Taking a shower is second nature to most of us and can become an automatic response once the alarm clock goes off every day. In the very young and the very old, though, they may have to be reminded, cajoled and finally nagged to get the job done. While this is expected of children, you may have trouble reconciling yourself to the fact that mom or dad just don’t have this habit anymore, whether because they don’t get out as often and feel the need to bathe and change their clothes or other issues, such as safety concerns, memory loss or just a diminished sense of smell.

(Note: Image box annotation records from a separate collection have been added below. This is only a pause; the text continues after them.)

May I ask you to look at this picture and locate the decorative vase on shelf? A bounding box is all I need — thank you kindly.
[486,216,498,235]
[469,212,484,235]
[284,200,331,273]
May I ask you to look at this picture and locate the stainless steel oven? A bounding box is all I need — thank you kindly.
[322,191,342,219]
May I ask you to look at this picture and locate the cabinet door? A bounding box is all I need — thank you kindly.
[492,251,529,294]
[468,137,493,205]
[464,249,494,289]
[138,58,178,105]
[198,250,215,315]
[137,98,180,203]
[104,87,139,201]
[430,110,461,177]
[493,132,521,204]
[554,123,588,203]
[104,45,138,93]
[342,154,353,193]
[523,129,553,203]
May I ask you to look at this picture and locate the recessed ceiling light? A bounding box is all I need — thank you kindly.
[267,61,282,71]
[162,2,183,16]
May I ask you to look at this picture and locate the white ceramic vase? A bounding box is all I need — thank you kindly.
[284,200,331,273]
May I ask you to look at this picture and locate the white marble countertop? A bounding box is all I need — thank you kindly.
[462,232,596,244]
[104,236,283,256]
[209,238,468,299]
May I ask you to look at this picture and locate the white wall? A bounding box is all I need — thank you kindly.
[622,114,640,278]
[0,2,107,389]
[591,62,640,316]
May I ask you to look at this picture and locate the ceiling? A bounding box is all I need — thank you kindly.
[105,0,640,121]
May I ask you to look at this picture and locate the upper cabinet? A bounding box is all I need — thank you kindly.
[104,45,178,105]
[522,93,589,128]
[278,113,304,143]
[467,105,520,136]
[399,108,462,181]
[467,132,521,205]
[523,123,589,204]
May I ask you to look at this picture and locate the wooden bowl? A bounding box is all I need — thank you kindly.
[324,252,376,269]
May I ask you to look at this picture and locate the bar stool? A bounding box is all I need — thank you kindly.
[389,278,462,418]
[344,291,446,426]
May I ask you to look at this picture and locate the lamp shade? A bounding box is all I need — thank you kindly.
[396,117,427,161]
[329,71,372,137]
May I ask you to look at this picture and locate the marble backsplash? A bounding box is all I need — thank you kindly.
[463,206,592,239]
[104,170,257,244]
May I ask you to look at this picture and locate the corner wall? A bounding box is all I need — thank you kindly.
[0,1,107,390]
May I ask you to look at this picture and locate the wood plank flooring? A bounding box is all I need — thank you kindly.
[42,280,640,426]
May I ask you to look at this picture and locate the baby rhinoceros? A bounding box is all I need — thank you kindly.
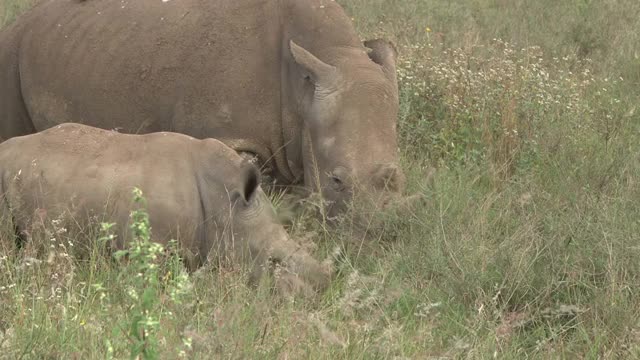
[0,123,330,295]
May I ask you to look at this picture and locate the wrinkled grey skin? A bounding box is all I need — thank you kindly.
[0,0,404,222]
[0,124,329,294]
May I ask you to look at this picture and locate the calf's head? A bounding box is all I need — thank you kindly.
[211,160,332,297]
[290,39,404,217]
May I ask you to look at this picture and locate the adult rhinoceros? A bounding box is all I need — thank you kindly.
[0,0,403,219]
[0,124,331,295]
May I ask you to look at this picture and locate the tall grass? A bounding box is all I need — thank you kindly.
[0,0,640,359]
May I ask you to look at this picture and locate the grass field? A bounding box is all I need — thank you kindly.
[0,0,640,359]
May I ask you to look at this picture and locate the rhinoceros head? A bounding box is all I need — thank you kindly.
[290,39,404,217]
[217,156,333,297]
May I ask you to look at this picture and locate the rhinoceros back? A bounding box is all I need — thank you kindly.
[13,0,280,143]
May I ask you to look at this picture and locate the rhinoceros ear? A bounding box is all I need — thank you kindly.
[289,40,336,85]
[364,39,398,82]
[236,161,260,204]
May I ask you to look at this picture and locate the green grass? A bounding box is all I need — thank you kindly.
[0,0,640,359]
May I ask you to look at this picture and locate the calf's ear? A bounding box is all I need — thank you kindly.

You may be surprised that something that comes as second nature to most people is suddenly a battleground issue. Consider the fact that a shower may not be part of your elderly parent’s daily routine: they don’t have a job to go to, and the only reason they may have to bathe and look presentable is a doctor’s appointment or social engagement. If your parent has dementia, that throws an added element of memory into the mix: people with Alzheimer’s have long-term memory but very little in the short term; and if they only took a bath once a week in their childhood, this routine may replace the daily baths established in their adult years.
Although dry skin is common in the elderly, which may reduce the need for a daily bath or shower, hygiene is still part of keeping mom or dad healthy and happy. In the skin folds of unwashed areas, yeast cells can develop, which can lead to scaly, red patches under the armpits or in the groin area, with the potential to break down the skin and become sources of infection. Poor hygiene may also be keeping someone, who was formerly social and assiduous in keeping their medical or hair appointments, increasingly isolated from activities they once relished or that were essential to their well-being. At this point personal hygiene becomes a question of physical, as well as mental health, to maintain one’s independence.

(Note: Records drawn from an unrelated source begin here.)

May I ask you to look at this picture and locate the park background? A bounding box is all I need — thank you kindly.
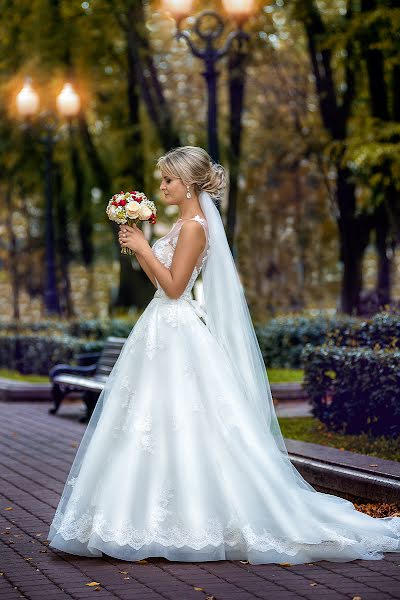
[0,0,400,458]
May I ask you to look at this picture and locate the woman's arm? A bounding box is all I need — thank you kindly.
[135,252,157,288]
[137,221,206,300]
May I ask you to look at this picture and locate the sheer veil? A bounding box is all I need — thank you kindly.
[199,192,315,491]
[48,192,316,540]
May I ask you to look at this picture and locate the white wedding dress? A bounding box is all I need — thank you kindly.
[48,204,400,564]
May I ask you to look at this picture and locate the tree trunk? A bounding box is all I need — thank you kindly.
[336,167,373,314]
[375,204,393,306]
[54,165,75,319]
[226,40,246,255]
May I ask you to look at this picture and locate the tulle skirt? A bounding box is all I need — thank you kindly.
[48,294,400,564]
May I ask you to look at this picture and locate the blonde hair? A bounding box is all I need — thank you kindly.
[157,146,226,199]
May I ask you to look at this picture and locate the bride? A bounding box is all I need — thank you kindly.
[48,146,400,564]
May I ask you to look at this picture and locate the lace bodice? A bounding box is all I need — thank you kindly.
[152,215,210,298]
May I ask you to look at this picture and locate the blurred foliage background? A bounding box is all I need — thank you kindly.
[0,0,400,322]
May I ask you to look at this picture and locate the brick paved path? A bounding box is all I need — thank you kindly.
[0,403,400,600]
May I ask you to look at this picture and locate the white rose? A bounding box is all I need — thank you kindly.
[125,200,140,219]
[139,203,152,221]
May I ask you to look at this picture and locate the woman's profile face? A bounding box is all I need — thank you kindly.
[160,173,187,204]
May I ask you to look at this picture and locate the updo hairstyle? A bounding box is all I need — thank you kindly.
[157,146,226,200]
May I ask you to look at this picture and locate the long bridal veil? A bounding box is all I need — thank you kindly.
[199,192,315,491]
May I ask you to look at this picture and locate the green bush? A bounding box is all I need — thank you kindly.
[256,315,359,369]
[0,335,102,375]
[68,319,135,340]
[302,345,400,437]
[328,312,400,349]
[0,320,69,335]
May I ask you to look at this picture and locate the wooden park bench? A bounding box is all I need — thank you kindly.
[49,337,126,422]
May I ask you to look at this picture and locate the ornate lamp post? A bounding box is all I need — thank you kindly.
[16,80,80,314]
[164,0,253,161]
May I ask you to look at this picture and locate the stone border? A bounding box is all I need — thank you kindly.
[285,439,400,504]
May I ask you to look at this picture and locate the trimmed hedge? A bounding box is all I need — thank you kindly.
[302,345,400,437]
[256,315,359,369]
[328,312,400,350]
[0,335,103,375]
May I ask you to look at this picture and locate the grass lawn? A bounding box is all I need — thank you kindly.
[278,417,400,462]
[267,369,304,383]
[0,369,49,383]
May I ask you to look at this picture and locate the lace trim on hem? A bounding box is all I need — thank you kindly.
[52,508,400,557]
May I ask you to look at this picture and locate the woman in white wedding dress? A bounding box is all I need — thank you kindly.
[48,146,400,564]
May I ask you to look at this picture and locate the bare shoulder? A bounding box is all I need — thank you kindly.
[179,220,206,249]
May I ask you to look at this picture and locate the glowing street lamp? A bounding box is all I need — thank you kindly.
[164,0,193,22]
[222,0,254,23]
[56,83,81,119]
[16,80,81,314]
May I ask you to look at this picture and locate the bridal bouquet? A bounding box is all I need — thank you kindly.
[106,192,157,254]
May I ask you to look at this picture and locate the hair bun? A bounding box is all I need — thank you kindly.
[201,162,226,198]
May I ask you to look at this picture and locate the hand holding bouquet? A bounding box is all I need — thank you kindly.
[106,192,157,254]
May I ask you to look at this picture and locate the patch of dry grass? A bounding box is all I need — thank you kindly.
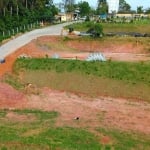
[23,71,150,102]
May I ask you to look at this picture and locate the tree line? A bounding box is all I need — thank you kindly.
[0,0,58,32]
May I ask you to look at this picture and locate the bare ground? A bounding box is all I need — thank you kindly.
[0,37,150,135]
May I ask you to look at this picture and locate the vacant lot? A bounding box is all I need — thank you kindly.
[0,35,150,150]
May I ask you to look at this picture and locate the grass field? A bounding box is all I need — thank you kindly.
[11,58,150,102]
[0,109,150,150]
[68,21,150,33]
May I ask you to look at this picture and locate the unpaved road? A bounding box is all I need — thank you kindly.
[0,23,70,58]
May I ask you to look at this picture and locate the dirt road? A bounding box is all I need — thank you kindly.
[0,23,70,58]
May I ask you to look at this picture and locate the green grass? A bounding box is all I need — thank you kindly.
[96,128,150,150]
[67,21,150,33]
[14,58,150,85]
[14,58,150,102]
[3,74,24,90]
[0,109,150,150]
[0,110,101,150]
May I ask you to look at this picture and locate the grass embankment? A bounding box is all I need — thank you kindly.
[14,58,150,102]
[67,21,150,33]
[0,109,150,150]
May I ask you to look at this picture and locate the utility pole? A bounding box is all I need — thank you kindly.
[10,6,12,16]
[26,0,28,9]
[3,8,6,16]
[17,5,19,16]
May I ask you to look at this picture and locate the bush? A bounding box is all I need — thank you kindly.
[87,23,103,37]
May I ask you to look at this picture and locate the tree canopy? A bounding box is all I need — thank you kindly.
[78,1,91,16]
[0,0,57,32]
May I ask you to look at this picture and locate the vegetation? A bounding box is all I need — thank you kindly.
[0,109,101,150]
[96,128,150,150]
[0,109,150,150]
[14,58,150,85]
[14,58,150,102]
[67,20,150,33]
[0,0,57,41]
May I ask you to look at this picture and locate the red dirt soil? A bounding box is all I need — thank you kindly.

Broaching this topic to your elderly parent may be a source of embarrassment to you, and you may have put it off for this reason. Or if the subject was raised, it was considered nagging by your mom or dad, a definite role reversal, especially for those in the “sandwich generation,” who are suddenly confronted with two sets of dependents: their children and their parents. Those with Alzheimer’s or age-related dementia may have distorted reasoning when it comes to taking a bath: they may be afraid that they’ll melt once the water hits them or be sucked down the drain. If this is the case, you can’t reason with them sensibly as you would a child: “Gosh, when’s the last time you had a bath? Phew, you’re a little stinkie. Let’s go get you a shower.”

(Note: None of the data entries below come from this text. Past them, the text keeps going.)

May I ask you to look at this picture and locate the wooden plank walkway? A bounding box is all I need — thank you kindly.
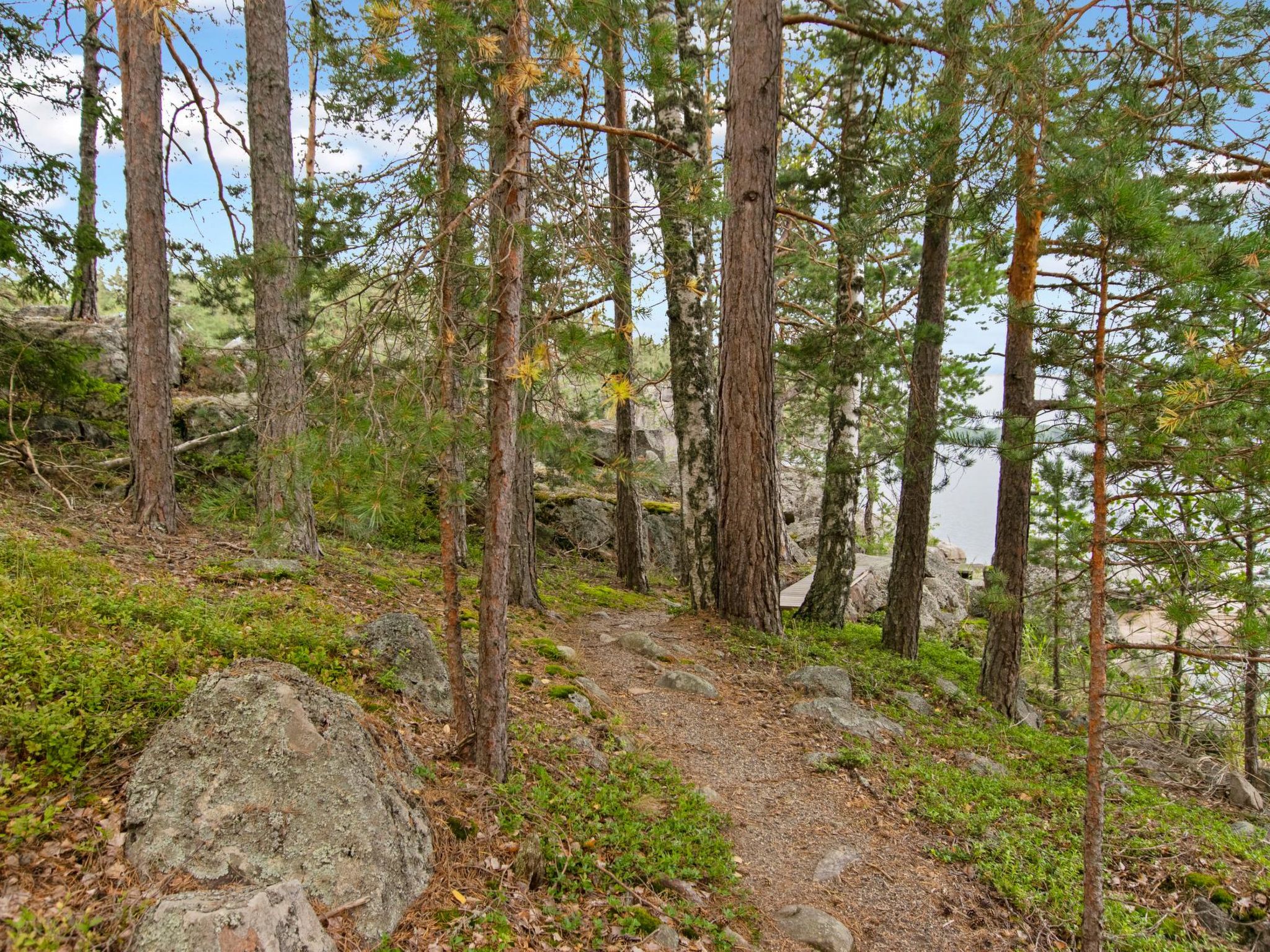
[781,565,873,608]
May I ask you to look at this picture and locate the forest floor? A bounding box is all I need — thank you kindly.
[575,610,1011,952]
[0,498,1270,952]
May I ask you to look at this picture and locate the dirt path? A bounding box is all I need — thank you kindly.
[573,612,1020,952]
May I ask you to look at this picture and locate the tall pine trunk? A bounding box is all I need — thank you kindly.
[881,12,970,658]
[435,35,474,739]
[70,0,102,321]
[649,0,717,609]
[507,307,546,612]
[797,43,865,628]
[979,94,1044,717]
[242,0,321,558]
[476,0,530,781]
[1081,239,1109,952]
[1243,515,1261,783]
[601,2,647,591]
[115,0,177,532]
[717,0,783,633]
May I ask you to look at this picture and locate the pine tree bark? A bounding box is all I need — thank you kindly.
[435,35,474,739]
[115,0,178,532]
[1081,239,1109,952]
[70,0,102,321]
[717,0,783,633]
[507,325,546,612]
[601,4,647,591]
[881,12,970,658]
[979,102,1044,717]
[649,0,717,609]
[242,0,321,558]
[476,0,530,781]
[797,45,865,628]
[1243,522,1261,783]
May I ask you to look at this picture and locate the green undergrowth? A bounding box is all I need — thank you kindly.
[728,622,1270,952]
[0,533,375,835]
[495,723,753,950]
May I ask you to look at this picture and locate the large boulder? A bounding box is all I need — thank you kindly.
[125,660,432,940]
[848,549,969,633]
[171,394,255,444]
[537,496,683,574]
[773,905,856,952]
[354,612,452,717]
[10,305,183,386]
[128,879,335,952]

This is when an outside party, such as a home care agency, can come in handy. Caregivers who work primarily with the elderly understand the disease process of age-related dementia and what may or may not work to engage this type of client. Gradually introducing the patient to the idea of a gentle foot bath, perhaps in a non-threatening location such as a sunny seat outside, may get the patient more open to the idea of adding more personal care. Consistency is also a factor: just like children, those with dementia need a schedule and predictability to give reason to an often bewildering pattern of daily events. Even if a client can’t remember the name of the person who shows up every other day or why the lady is there, if the patient associates that person as a kind and caring individual, the interaction can be a nurturing and open one, as opposed to an encounter with a stranger. Then getting a shower or a sponge bath becomes a warm and friendly interaction, and your parent can maintain a consistent regimen of hygiene and personal care for the best outcome.